Smithsonian historian Fath Davis Ruffins explained her research into the history of U.S. advertising's portrayal of ethnicity. Ruffins is the former head of the National Museum of American History's advertising history collection and studies how consumerism--especially advertising's portrayal of ethnic minorities--has affected U.S. society.
"Ethnicity is not just a neutral term," she explained. "There is a history of slavery and segregation, of prejudice and discrimination, and you see those things in ethnic imagery in advertising."
She also explained that such historical ephemera--ads, catalogs and other documents that were made to be thrown away--can tell historians a lot about what people thought, how they lived and how they made their choices, including how Americans stereotyped different ethnic groups in the 20th century.
Washington Post writer and 2004-2005 Harvard University Nieman Fellow Amy Goldstein gave students a snapshot of what it's like to cover the White House for a major newspaper. Goldstein was one of a group of reporters who won the Pulitzer Prize in 2002 for their coverage of the Sept. 11, 2001 terrorist attacks.
"My job is not to try to directly influence the outcome of anything," she said. "What I'm trying to do instead is help the public widen their understanding of what's happening and to explore its meaning."
But doing so can be difficult: Reporters often have to wade though conflicting perspectives and be on the lookout for sources' hidden agendas, she said. She added that every news story involves a series of judgment calls--including deciding what information will be included, the story's length and its placement in the paper.
Before Goldstein's keynote address, the students met with each of the social scientists in small groups--a structure that gave the attendees the opportunity to pepper the presenters with questions.
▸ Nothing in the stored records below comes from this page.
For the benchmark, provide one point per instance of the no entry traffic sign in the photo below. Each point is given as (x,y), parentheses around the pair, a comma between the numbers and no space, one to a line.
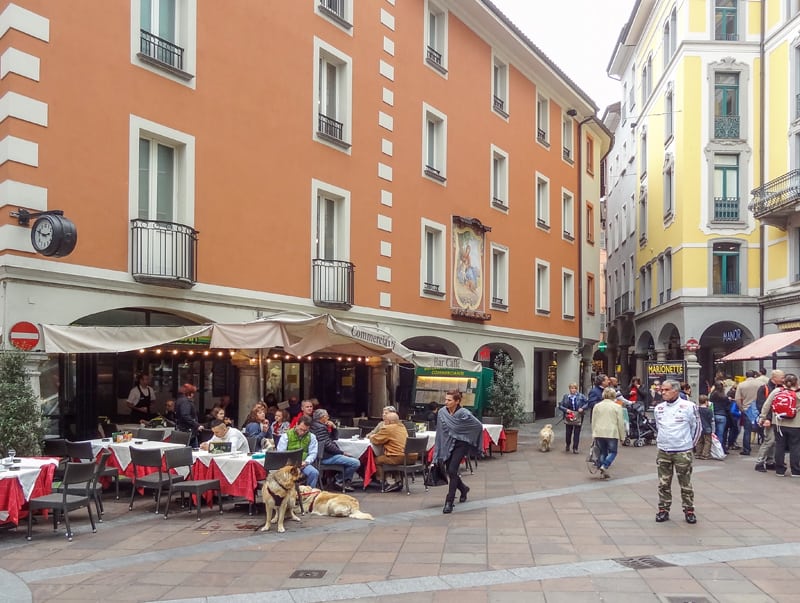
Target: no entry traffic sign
(24,335)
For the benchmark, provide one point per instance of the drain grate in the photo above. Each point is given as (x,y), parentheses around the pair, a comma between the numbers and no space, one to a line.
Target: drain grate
(309,574)
(645,562)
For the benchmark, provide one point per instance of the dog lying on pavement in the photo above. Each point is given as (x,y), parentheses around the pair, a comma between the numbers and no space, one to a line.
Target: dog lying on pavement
(280,495)
(546,438)
(331,504)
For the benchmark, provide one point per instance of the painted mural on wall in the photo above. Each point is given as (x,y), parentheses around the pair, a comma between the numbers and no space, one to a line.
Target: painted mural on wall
(468,274)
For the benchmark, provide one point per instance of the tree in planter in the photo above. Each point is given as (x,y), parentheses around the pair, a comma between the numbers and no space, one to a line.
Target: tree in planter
(504,393)
(20,415)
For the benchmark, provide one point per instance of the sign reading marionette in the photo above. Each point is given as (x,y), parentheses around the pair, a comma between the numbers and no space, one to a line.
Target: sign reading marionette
(467,299)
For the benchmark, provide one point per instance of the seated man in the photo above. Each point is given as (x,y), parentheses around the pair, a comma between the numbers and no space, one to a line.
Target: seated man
(392,436)
(327,434)
(386,411)
(223,433)
(299,438)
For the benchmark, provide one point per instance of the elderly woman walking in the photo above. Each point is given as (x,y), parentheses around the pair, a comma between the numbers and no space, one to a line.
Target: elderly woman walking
(458,433)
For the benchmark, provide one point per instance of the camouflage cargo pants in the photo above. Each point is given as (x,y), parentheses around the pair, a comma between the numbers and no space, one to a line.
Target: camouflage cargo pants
(681,463)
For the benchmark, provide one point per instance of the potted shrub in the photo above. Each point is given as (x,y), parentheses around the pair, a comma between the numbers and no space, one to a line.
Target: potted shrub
(504,399)
(20,415)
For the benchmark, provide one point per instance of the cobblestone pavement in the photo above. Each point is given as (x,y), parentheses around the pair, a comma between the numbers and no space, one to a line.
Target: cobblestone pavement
(537,528)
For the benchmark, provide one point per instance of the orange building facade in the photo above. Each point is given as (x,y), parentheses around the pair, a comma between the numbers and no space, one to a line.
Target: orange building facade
(416,164)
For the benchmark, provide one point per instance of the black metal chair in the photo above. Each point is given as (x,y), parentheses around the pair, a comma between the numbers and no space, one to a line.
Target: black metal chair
(63,502)
(151,435)
(150,458)
(414,446)
(180,437)
(57,448)
(176,458)
(95,488)
(83,451)
(335,468)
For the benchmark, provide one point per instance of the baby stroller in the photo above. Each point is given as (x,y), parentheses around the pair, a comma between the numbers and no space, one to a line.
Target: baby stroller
(642,429)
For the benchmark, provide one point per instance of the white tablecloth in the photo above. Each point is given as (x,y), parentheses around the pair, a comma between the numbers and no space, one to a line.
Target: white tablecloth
(355,448)
(28,473)
(122,450)
(230,464)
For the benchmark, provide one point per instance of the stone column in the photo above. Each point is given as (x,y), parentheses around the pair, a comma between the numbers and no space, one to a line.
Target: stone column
(693,373)
(248,390)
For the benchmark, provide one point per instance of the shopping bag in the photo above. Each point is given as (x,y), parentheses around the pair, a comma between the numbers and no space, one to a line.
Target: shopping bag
(437,475)
(717,452)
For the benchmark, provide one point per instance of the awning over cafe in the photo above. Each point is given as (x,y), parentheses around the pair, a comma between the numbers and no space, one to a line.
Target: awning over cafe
(296,333)
(764,347)
(73,339)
"I think it worked especially well to meet in small groups, so the students really had a chance to interact with each speaker," says National Cathedral School geography teacher Jennifer Caito, who brought 10 students to the summit. A few students even wrote her letters after the summit, with positive feedback like "I have never had to listen to people speak for so long, yet stayed so interested," and "I really love learning outside the classroom. It makes what we learn seem applicable to real life experiences."